Cette enquête, menée par l’institut stambouliote Gündemar du 21 au 24 janvier auprès de 2 255 personnes dans 60 provinces, a examiné différents scénarios de second tour et les tendances électorales. Les résultats indiquent que toutes les grandes figures de l’opposition testées surpassent Erdoğan dans ces hypothèses.
Dans une simulation de duel entre İmamoğlu (CHP, parti républicain du peuple) et Erdoğan — avant redistribution des indécis et votes protestataires (bulletins exprimés par mécontentement plutôt que par soutien) — İmamoğlu recueille 48,03 % contre 34,68 % pour le président sortant.
Après redistribution proportionnelle des indécis, l’écart se creuse à 16,14 points : 58,07 % pour le maire d’İstanbul contre 41,93 % pour Erdoğan.

İmamoğlu, perçu comme le principal rival politique d’Erdoğan, a été arrêté en mars 2025 pour corruption — des accusations qualifiées de politiques par ses soutiens.

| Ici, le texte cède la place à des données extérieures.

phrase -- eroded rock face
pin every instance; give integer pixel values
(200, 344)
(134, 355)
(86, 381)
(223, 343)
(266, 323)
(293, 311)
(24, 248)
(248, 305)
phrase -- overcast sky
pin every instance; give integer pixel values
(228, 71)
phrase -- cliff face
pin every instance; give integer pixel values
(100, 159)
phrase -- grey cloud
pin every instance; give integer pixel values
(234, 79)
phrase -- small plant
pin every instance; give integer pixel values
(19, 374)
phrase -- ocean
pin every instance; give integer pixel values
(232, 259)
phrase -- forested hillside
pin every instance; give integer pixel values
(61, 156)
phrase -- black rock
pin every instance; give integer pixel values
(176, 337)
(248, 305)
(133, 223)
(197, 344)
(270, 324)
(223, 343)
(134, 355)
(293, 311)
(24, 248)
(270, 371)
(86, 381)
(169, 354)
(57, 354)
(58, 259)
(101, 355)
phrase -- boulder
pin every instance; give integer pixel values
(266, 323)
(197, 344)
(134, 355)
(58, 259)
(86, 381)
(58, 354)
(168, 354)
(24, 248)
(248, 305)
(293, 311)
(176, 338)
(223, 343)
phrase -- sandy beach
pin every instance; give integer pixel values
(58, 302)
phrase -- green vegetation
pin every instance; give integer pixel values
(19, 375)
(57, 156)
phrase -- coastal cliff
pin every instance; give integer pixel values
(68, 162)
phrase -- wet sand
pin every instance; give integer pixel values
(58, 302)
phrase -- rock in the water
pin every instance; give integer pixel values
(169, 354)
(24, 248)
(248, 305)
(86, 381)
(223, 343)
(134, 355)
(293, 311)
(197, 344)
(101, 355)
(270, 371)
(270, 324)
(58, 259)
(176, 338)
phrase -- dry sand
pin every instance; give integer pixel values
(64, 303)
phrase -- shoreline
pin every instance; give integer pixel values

Sa détention a provoqué d’importantes manifestations, les plus massives depuis 2013, exacerbant les tensions. Il a été désigné candidat à la présidentielle par son parti le jour même de son incarcération.
Le sondage inclut d’autres opposants : le maire d’Ankara Mansur Yavaş (CHP) et le chef du CHP Özgür Özel devanceraient aussi Erdoğan au second tour, confirmant l’avantage global de l’opposition.
L’étude explore également des candidats alternatifs dans les cercles pro-gouvernementaux.
Selçuk Bayraktar, gendre d’Erdoğan et PDG du fabricant d’armements Baykar — parfois évoqué comme futur candidat — fait mieux que le président dans certains scénarios, mais reste derrière İmamoğlu et l’opposition.
Bayraktar, sans mandat électif, doit sa notoriété à l’industrie de défense turque et aux drones nationaux, pilier du discours gouvernemental sur la souveraineté technologique.
Ces résultats surviennent alors que s’intensifie le débat sur une éventuelle succession d’Erdoğan.
Bilal Erdoğan, fils du président, suscite également l’attention depuis quelques mois, alimentant les spéculations sur un rôle politique futur. Bien qu’il n’occupe aucun poste élu ou ministériel, ses prises de parole médiatisées le positionnent comme figure potentielle de l’après-Erdoğan.
La prochaine élection présidentielle est prévue pour 2028, mais l’opposition réclame un scrutin anticipé depuis l’arrestation d’İmamoğlu en 2025.
Certains affirment qu’Erdoğan chercherait à neutraliser İmamoğlu s’il briguait un nouveau mandat.